The Nakba law is coming up again for consideration in the Knesset Constitution, Law and Justice Committee, in a more moderate version than before but with the same motivation:  to frighten everyone who wishes to commemorate the human and political tragedy that occurred in 1948, in which the Zionists expelled most of the Palestinian inhabitants of the country and the state of Israel destroyed most of the localities in which they lived.  Those proposing the law hope to mobilize Zionist patriotism by threatening to forbid commemorating Independence Day as a day of mourning.  They are blind, of course, to the historical context, and the development of that tradition among the displaced Palestinians who remained in Israeli territory.  Let us not forget that Arab localities in Israel were ruled by a military government until 1966.  Palestinian citizens were forbidden to travel “beyond the pale” without a permit from the military governor.  On Independence Day all the residents had a vacation, even the Arabs!  The most important place for them to visit was the one where they had lived, to which they were forbidden to return.  As the years went by, and they understood that the Jewish state would never allow them to return home, this event took on a national-political aspect, and in recent years it is celebrated with a “March home” to the remains of one of the localities captured during the nakba.  “Their independence; our Nakba,” became the main slogan of these events.
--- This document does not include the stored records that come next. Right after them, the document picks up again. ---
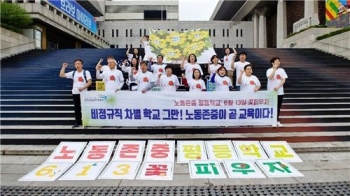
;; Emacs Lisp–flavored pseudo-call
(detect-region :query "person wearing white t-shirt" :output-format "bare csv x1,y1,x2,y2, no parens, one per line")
180,54,203,85
238,64,261,93
188,69,206,92
223,47,237,84
233,52,250,91
134,61,156,93
96,58,124,92
266,57,288,127
208,55,222,77
149,55,167,82
122,58,140,91
158,65,179,92
210,66,233,91
126,46,141,62
59,59,92,128
140,35,151,61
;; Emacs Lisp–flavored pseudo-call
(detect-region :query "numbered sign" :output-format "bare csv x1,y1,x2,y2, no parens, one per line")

The government intends to impose economic sanctions on the organizers of these important commemorations, which will only increase the discrimination suffered by Palestinian citizens of Israel.  The economic sanctions contradict the state’s obligation to the welfare of all its citizens, regardless of their political beliefs or national identity.  In recent years, a growing number of Jews have participated in the return marches to Palestinian localities which Israel captured during the Nakba, and support for the right of return is increasing.  These Jews are undermining the ethno-national dichotomy of the slogan, recognizing that the tragedy which occurred in 1948 is part of their own history.  The participation of Jews in events commemorating the Nakba undermines the effort, which is as old as Zionism itself, to bring about confrontation and schism between Arabs and Jews in the country.

It may not come as a surprise that in this difficult time for Israeli public relations efforts, the government disseminates absurd “facts” about the Palestinian refugees.  For example, that they numbered only 320,000, not approximately 800,000, as a result of the Nakba, while 150,000 “were absorbed in Arab countries” and 50,000 “ returned to their countries.”  Such newspeak insults the intelligence of many Israelis, who have known for a long time that the official government explanations for the events of 1948 are intentional lies.
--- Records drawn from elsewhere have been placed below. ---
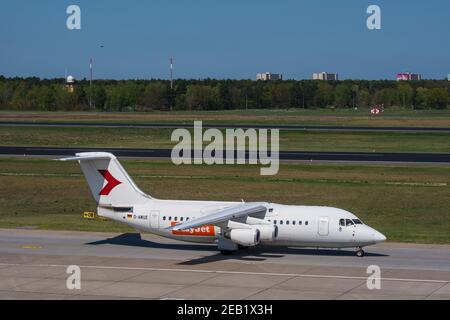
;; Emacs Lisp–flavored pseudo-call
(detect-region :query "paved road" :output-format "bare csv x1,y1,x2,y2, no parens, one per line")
1,121,450,133
0,146,449,164
0,229,449,300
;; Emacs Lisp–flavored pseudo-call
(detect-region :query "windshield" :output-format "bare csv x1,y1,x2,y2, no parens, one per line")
352,219,363,225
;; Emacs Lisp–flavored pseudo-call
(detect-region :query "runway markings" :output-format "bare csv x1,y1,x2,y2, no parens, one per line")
0,262,448,284
19,245,43,249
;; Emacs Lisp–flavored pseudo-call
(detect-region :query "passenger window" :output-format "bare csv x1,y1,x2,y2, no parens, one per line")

Hundreds of Israelis contact Zochrot every year.  Educators, students, journalists, directors and others who are interested request information which has been concealed for so long about what happened just outside the house where they were born.  The editor of the most comprehensive web site about the Nakba, www.palestineremembered.com reports that the number of Israelis entering the site is second only to the number of Palestinians.  These are dramatic developments which no law which tries to compel people to forget the Nakba will be able to stop.

The Nakba is increasingly present in Israeli cultural production, no longer ignored by best-selling books and films by young directors.  Even architects are beginning to show signs of addressing the traditions of local Palestinian architecture.
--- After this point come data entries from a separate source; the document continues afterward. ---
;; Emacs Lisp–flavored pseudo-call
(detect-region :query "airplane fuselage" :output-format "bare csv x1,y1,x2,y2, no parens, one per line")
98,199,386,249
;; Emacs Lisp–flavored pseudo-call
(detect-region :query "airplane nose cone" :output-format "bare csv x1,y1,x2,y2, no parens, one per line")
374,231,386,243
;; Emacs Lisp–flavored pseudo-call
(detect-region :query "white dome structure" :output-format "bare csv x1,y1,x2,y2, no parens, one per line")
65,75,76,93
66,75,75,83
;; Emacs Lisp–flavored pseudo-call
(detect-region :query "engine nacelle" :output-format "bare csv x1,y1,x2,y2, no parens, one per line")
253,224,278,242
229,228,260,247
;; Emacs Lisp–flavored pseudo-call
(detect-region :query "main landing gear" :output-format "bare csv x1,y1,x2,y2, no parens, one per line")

Despite these positive signs, it is impossible to underestimate the danger presented by the strengthening of anti-democratic currents in Israel.  The present government is acting to greatly restrict the freedom of civil society to negotiate with the regime over the most controversial topics.  Arbitrary arrests, outrageous investigations and draconic legislation are what you find in the toolbox of a government which knows that its survival depends on creating a “iron wall” that, for now, protects the Israeli colonial regime.